Snell's Law is a fundamental principle in optics that helps us understand how light behaves when it passes from one medium to another. The law is mathematically expressed as \( n_1 \sin \theta_1 = n_2 \sin \theta_2 \), where:

• \( n_1 \) and \( n_2 \) are the indices of refraction for the first and second medium, respectively.
• \( \theta_1 \) is the angle of incidence, and \( \theta_2 \) is the angle of refraction.

Snell's Law shows how the path of a light beam changes direction at the interface between two different materials, such as glass and air or water.
The index of refraction determines how much the speed of light changes in the new medium. Light bends towards the normal when moving to a material with a higher index and away from the normal when moving to one with a lower index. This behavior is due to the change in light speed depending on the medium.

The critical angle is a key concept in understanding total internal reflection, a phenomenon that occurs when light cannot pass through the surface of a medium into a less dense medium.
The critical angle is the specific angle of incidence at which the angle of refraction reaches 90 degrees, meaning the light travels along the boundary and cannot escape.

• Only occurs when light attempts to move from a denser medium (higher index of refraction) to a less dense one (lower index of refraction).
• If the angle of incidence is larger than the critical angle, all of the light is reflected back inside the medium, leading to total internal reflection.

In the exercise, calculating the critical angle allows us to determine the minimum angle for which light will remain trapped inside the glass cube rather than passing into air or water.

The index of refraction is a measure of how much a medium can bend light, represented by the symbol \( n \). It describes how fast light travels in that medium compared to the speed of light in a vacuum, which is the fastest it can travel.

• An index of refraction greater than 1 indicates the medium is denser than a vacuum.
• Glass has an index of refraction of 1.62, meaning light travels slower in glass than in air or vacuum.

The index of refraction not only affects how much light bends as it enters a new medium but is also crucial in the calculation of the critical angle and the application of Snell's Law. Greater indices mean more bending when light passes through material boundaries.

Optics is a branch of physics that explores the behavior and properties of light.
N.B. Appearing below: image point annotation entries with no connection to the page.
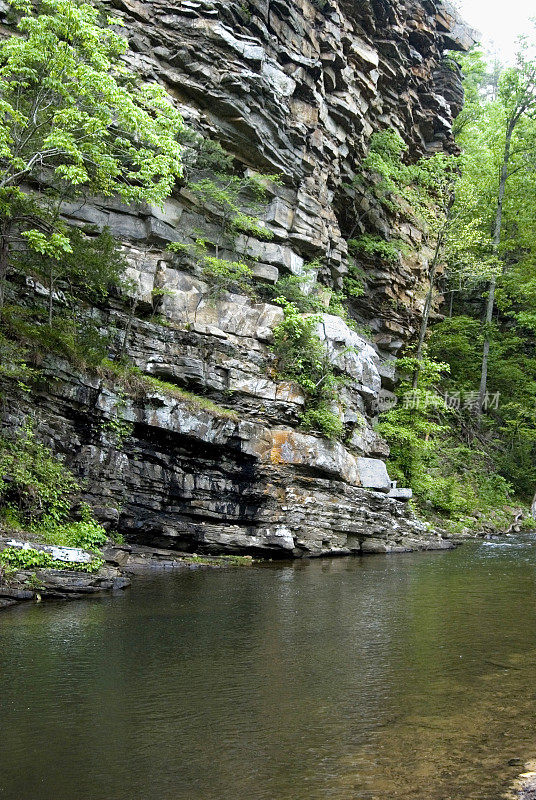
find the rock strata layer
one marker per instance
(294, 88)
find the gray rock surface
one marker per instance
(293, 88)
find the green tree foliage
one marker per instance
(302, 357)
(38, 493)
(75, 122)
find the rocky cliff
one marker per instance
(293, 88)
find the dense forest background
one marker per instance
(75, 123)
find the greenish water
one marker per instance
(406, 677)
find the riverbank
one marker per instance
(524, 787)
(120, 561)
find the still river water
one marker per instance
(409, 677)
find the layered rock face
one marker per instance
(294, 88)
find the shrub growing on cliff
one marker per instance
(38, 492)
(303, 358)
(75, 122)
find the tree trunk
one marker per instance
(50, 294)
(4, 259)
(430, 295)
(497, 227)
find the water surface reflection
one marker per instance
(404, 677)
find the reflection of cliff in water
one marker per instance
(405, 678)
It encompasses various phenomena and principles that describe how light interacts with different materials and boundaries.
The study of optics includes concepts such as reflection, refraction, diffraction, and interference, and it applies to numerous technologies and natural phenomena.

• Understanding total internal reflection, as in the exercise, is vital for fiber optics and other technologies that rely on guiding light efficiently.
• Optics helps us design lenses and mirrors used in everyday items like glasses, cameras, and telescopes.

By mastering optics concepts, we can exploit light's properties for practical applications, from telecommunications to improving visual capabilities with optical instruments.